Я не могла смириться с мыслью, что надежды больше нет; хотя в последнее время режим изменился в худшую сторону, по моему мнению, он составлял естественную часть моей страны; я не могла представить себе Россию без династии. Словно туловище без головы…
В голове промелькнули утешительные мысли, и я поделилась ими с Рузским, мечтая услышать от него подтверждение. Старик грустно смотрел на меня; он не хотел лишать меня надежды, но и не мог поддерживать во мне иллюзии.
Великий князь Михаил Александрович никогда не проявлял особого интереса к государственным делам. Он может испугаться ответственности. Отсюда, из Пскова, очень сложно, практически невозможно, дать верную оценку ситуации в Петрограде.

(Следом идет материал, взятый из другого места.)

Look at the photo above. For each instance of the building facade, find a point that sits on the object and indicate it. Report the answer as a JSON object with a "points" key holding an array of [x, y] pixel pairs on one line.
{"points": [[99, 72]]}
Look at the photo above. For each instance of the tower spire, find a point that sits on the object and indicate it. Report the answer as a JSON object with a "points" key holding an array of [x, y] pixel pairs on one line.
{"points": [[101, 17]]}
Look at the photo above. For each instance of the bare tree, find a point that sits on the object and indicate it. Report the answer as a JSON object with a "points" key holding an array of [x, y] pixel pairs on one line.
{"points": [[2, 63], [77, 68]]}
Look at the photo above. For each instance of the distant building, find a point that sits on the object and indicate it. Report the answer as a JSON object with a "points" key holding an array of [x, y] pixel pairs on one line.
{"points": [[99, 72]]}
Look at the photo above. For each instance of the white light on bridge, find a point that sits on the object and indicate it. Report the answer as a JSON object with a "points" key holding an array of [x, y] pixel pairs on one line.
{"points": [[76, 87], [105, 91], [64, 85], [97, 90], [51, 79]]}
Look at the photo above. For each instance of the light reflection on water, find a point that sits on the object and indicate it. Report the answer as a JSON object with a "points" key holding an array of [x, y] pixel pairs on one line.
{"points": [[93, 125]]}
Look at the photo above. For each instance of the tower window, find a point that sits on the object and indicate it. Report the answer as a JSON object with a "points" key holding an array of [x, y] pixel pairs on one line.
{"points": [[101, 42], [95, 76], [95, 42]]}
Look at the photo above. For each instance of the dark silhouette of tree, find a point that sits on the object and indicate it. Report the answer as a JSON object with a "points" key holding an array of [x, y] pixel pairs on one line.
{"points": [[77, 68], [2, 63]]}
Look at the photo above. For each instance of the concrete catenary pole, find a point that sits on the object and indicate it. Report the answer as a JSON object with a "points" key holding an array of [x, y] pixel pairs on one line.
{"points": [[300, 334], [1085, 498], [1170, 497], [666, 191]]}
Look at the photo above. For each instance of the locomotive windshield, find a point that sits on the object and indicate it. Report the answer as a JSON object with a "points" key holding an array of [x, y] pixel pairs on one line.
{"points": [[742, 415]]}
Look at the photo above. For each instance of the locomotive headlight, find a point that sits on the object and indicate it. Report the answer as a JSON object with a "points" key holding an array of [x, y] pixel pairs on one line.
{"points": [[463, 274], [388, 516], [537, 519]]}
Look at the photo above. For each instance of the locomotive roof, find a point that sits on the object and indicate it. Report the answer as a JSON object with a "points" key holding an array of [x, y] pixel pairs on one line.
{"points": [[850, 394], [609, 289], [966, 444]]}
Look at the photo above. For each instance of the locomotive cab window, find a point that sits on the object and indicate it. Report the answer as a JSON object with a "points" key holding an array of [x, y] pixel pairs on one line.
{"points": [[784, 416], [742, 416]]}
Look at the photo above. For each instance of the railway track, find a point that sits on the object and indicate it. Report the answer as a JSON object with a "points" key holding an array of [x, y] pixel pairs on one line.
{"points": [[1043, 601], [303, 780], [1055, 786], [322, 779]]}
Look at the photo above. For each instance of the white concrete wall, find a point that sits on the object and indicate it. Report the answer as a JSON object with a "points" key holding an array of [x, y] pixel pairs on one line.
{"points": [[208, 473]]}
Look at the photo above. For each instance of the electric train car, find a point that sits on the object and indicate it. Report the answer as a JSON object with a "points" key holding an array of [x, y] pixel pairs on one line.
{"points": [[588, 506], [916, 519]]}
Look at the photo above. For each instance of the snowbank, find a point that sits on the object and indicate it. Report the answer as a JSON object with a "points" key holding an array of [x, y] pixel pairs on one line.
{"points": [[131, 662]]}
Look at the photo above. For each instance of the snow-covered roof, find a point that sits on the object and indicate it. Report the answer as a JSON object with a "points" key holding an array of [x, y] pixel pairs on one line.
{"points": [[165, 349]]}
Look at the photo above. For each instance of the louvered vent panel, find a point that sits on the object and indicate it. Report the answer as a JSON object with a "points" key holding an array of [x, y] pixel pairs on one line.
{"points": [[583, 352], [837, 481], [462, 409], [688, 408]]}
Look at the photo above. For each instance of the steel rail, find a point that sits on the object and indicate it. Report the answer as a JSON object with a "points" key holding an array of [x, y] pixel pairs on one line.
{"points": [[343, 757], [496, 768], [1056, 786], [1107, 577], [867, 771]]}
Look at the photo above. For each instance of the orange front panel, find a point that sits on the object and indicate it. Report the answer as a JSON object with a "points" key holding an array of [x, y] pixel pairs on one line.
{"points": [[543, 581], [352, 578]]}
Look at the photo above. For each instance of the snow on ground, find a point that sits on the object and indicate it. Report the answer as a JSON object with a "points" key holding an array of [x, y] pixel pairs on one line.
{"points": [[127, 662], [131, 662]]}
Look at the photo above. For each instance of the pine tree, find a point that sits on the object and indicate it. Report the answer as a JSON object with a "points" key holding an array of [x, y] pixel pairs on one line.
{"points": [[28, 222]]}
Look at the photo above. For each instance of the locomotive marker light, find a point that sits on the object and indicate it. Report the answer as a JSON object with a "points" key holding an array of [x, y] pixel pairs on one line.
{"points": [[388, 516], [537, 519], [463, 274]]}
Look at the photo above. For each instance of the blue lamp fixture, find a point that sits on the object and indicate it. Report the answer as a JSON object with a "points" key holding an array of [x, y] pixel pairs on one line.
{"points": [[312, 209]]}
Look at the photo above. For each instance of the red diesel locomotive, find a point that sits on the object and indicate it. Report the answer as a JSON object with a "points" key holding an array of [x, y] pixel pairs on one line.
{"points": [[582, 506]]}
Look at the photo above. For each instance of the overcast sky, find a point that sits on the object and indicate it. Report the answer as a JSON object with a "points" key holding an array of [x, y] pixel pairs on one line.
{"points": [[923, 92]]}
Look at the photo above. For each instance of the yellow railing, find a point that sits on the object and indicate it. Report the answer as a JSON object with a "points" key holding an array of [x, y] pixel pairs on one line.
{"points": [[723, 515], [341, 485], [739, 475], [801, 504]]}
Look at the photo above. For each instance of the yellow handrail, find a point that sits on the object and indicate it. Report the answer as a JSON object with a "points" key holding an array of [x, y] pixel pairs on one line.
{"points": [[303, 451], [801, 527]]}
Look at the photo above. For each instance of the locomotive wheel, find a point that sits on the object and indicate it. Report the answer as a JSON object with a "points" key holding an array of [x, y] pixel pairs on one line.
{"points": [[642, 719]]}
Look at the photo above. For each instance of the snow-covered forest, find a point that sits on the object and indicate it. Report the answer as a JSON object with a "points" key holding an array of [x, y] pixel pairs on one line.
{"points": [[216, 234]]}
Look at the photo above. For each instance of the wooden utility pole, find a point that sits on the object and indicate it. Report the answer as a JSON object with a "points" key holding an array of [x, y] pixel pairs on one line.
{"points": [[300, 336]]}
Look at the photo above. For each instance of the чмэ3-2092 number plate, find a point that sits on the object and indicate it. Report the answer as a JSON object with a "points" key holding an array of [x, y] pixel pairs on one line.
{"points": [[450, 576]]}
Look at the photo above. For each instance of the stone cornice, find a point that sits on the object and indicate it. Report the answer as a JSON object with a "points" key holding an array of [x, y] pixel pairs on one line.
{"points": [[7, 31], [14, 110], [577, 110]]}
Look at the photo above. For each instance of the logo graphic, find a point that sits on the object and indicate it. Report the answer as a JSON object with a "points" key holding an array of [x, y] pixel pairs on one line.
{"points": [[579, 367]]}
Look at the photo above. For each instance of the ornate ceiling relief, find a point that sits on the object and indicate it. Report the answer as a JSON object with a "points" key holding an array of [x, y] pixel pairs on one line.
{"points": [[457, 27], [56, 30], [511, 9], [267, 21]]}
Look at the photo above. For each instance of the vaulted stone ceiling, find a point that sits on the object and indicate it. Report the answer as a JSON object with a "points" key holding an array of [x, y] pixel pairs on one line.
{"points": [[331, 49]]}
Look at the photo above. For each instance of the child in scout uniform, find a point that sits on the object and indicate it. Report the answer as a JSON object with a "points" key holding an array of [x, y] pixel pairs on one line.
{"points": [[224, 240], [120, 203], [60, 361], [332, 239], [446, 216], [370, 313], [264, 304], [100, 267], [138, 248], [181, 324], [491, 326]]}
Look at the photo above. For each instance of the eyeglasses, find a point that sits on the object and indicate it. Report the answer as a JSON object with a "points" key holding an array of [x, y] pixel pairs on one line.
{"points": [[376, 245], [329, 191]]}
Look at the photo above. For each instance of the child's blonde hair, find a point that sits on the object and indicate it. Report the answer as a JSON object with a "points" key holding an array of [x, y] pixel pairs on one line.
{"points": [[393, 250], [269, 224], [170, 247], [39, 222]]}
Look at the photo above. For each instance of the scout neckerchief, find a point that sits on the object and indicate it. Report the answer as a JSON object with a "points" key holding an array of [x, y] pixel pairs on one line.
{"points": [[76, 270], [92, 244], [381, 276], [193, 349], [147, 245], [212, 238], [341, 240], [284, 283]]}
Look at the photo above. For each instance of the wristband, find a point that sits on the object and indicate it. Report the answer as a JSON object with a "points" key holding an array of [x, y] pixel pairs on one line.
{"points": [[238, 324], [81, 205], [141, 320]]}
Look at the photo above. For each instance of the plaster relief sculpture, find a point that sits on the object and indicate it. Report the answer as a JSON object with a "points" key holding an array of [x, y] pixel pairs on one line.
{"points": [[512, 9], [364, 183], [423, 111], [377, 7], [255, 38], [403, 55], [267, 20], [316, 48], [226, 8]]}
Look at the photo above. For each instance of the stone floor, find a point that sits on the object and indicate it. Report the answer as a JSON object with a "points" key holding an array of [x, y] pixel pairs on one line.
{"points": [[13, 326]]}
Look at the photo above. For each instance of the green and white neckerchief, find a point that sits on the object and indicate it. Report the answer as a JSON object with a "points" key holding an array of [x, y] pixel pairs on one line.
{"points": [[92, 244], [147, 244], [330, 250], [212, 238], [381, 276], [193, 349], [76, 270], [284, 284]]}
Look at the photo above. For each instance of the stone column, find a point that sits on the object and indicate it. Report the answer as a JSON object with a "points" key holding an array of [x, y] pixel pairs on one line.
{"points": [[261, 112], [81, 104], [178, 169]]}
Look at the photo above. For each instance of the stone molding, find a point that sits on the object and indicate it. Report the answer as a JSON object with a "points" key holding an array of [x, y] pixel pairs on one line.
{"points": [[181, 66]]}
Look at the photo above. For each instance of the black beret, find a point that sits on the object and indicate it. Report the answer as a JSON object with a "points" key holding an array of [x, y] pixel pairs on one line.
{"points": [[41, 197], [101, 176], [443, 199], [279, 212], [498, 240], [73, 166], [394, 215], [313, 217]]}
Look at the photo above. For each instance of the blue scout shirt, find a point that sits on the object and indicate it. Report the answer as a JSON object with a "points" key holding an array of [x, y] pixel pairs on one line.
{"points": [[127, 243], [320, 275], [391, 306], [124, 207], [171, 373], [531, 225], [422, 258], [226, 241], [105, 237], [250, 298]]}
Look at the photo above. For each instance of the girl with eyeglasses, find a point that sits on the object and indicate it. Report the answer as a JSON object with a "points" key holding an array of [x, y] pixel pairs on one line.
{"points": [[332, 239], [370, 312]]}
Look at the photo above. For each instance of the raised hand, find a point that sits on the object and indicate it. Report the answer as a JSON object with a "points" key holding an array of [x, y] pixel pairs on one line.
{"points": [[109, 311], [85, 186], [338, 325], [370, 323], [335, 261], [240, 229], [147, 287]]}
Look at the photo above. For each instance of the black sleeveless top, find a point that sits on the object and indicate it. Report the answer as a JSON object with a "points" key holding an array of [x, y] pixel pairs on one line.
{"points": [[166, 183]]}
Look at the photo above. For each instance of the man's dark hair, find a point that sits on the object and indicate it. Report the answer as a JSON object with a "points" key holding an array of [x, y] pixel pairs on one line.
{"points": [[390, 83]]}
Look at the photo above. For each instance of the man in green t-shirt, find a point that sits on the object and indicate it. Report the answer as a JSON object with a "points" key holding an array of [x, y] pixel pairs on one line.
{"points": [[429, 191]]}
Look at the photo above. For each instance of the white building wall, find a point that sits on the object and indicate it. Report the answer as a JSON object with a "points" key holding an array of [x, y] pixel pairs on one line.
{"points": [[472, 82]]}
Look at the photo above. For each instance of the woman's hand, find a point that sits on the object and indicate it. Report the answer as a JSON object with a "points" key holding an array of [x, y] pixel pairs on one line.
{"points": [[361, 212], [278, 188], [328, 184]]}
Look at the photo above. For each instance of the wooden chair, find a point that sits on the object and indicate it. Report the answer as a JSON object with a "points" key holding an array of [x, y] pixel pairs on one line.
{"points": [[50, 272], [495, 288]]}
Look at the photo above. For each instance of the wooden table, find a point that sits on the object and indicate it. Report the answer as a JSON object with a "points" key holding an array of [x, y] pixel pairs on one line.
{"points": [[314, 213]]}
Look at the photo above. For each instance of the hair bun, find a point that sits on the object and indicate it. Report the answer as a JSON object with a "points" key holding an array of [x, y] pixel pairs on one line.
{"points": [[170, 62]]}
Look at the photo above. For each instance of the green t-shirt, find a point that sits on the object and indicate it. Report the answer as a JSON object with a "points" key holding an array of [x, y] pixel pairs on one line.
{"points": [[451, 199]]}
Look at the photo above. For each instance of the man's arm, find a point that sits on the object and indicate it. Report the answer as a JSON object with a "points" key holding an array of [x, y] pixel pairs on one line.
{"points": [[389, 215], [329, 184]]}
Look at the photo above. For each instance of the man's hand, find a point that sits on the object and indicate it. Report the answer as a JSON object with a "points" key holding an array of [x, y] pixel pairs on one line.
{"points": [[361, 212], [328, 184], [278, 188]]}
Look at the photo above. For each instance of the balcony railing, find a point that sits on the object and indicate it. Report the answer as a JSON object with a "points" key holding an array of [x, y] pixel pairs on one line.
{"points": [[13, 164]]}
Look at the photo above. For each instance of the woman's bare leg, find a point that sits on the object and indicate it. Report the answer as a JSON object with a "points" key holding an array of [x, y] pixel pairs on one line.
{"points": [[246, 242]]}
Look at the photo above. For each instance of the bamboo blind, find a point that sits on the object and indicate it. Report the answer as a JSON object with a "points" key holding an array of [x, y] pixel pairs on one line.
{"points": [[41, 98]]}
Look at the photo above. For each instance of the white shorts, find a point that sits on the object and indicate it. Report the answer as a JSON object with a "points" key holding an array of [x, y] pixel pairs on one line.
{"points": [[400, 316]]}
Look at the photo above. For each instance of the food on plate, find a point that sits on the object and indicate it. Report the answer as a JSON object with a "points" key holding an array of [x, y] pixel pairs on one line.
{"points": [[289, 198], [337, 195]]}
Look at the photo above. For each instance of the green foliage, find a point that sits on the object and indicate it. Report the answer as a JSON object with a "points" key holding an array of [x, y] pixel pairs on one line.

Судя по тону председателя Думы, все пребывают в замешательстве. Ситуация меняется каждый час. Осмотрительные, разумные люди находятся в меньшинстве. Вопрос состоит в следующем: займут ли они определенную позицию? В любом случае завтра я закажу молебен в соборе, после которого зачитаю манифест об отречении императора и о вступлении на престол великого князя Михаила. Возможно, это подействует успокаивающе.
На этом мы расстались. Часы показывали четыре часа утра. Адъютанты проводили меня в госпиталь. Я поднялась по темной лестнице и, спотыкаясь, вошла в свою комнату.
3Утром Рузский прислал мне записку с советом пойти в собор на молебен. В Пскове, писал он, нарастает революционное возбуждение; мне следует появиться на людях, чтобы никто не мог сказать, будто я спасовала перед лицом перемен.
Я не спорила: мне было все равно. Не помню, кто пошел со мной.
Площадь и собор были переполнены. В толпе было много солдат с возбужденными лицами и красными ленточками на груди.
Войдя в храм, я встала позади Рузского; кто то вложил мне в руку красный бант. Я взглянула на него невидящими глазами, а когда вернулась домой, обнаружила, что по–прежнему сжимаю его в кулаке.